2022-12-02 10:04:41

by David Howells

[permalink] [raw]
Subject: [PATCH v3 2/4] iov_iter: Add a function to extract a page list from an iterator

Add a function, iov_iter_extract_pages(), to extract a list of pages from
an iterator. The pages may be returned with a reference added or a pin
added or neither, depending on the type of iterator and the direction of
transfer.

The function also indicates the mode of retention that was employed for an
iterator - and therefore how the caller should dispose of the pages later.

There are three cases:

(1) Transfer *into* an ITER_IOVEC or ITER_UBUF iterator.

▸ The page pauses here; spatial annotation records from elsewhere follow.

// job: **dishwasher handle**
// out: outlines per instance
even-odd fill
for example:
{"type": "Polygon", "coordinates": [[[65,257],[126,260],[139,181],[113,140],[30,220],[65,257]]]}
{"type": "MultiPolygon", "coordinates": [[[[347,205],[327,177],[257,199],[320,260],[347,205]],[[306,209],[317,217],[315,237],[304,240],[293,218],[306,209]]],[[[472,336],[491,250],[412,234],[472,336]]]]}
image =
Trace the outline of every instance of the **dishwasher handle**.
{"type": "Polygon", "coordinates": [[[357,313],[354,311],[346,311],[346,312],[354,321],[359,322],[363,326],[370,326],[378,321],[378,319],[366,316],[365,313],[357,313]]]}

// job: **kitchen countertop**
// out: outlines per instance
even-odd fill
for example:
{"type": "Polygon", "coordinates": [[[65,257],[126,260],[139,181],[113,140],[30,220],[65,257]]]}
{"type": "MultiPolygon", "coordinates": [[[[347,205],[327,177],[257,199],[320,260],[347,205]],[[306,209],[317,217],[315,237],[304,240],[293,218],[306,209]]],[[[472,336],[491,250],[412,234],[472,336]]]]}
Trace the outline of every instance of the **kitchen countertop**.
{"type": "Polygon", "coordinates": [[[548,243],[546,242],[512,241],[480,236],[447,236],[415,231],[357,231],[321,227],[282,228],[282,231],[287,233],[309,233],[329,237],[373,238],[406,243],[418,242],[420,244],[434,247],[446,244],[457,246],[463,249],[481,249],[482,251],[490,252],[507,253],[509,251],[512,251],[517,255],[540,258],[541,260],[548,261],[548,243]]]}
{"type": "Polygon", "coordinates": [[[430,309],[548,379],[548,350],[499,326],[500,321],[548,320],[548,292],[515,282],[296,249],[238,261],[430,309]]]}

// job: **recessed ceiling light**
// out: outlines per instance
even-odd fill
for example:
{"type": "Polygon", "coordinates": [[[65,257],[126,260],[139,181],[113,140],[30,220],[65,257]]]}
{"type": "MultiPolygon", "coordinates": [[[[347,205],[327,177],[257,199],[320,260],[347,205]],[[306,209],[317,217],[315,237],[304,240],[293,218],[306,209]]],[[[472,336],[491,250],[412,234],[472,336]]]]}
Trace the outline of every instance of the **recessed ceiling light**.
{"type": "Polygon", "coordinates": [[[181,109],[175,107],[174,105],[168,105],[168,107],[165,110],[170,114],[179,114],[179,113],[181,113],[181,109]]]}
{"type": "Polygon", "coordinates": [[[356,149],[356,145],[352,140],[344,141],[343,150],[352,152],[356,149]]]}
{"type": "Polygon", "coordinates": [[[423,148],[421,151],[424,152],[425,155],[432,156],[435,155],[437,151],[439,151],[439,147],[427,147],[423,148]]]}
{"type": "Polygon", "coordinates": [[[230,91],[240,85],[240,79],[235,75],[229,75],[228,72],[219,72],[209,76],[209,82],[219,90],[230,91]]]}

Extracted pages will have pins obtained on them (but not references)
so that fork() doesn't CoW the pages incorrectly whilst the I/O is in
progress.

The indicated mode of retention will be FOLL_PIN for this case. The
caller should use something like unpin_user_page() to dispose of the
page.

(2) Transfer is *out of* an ITER_IOVEC or ITER_UBUF iterator.

Extracted pages will have references obtained on them, but not pins.

The indicated mode of retention will be FOLL_GET. The caller should
use something like put_page() for page disposal.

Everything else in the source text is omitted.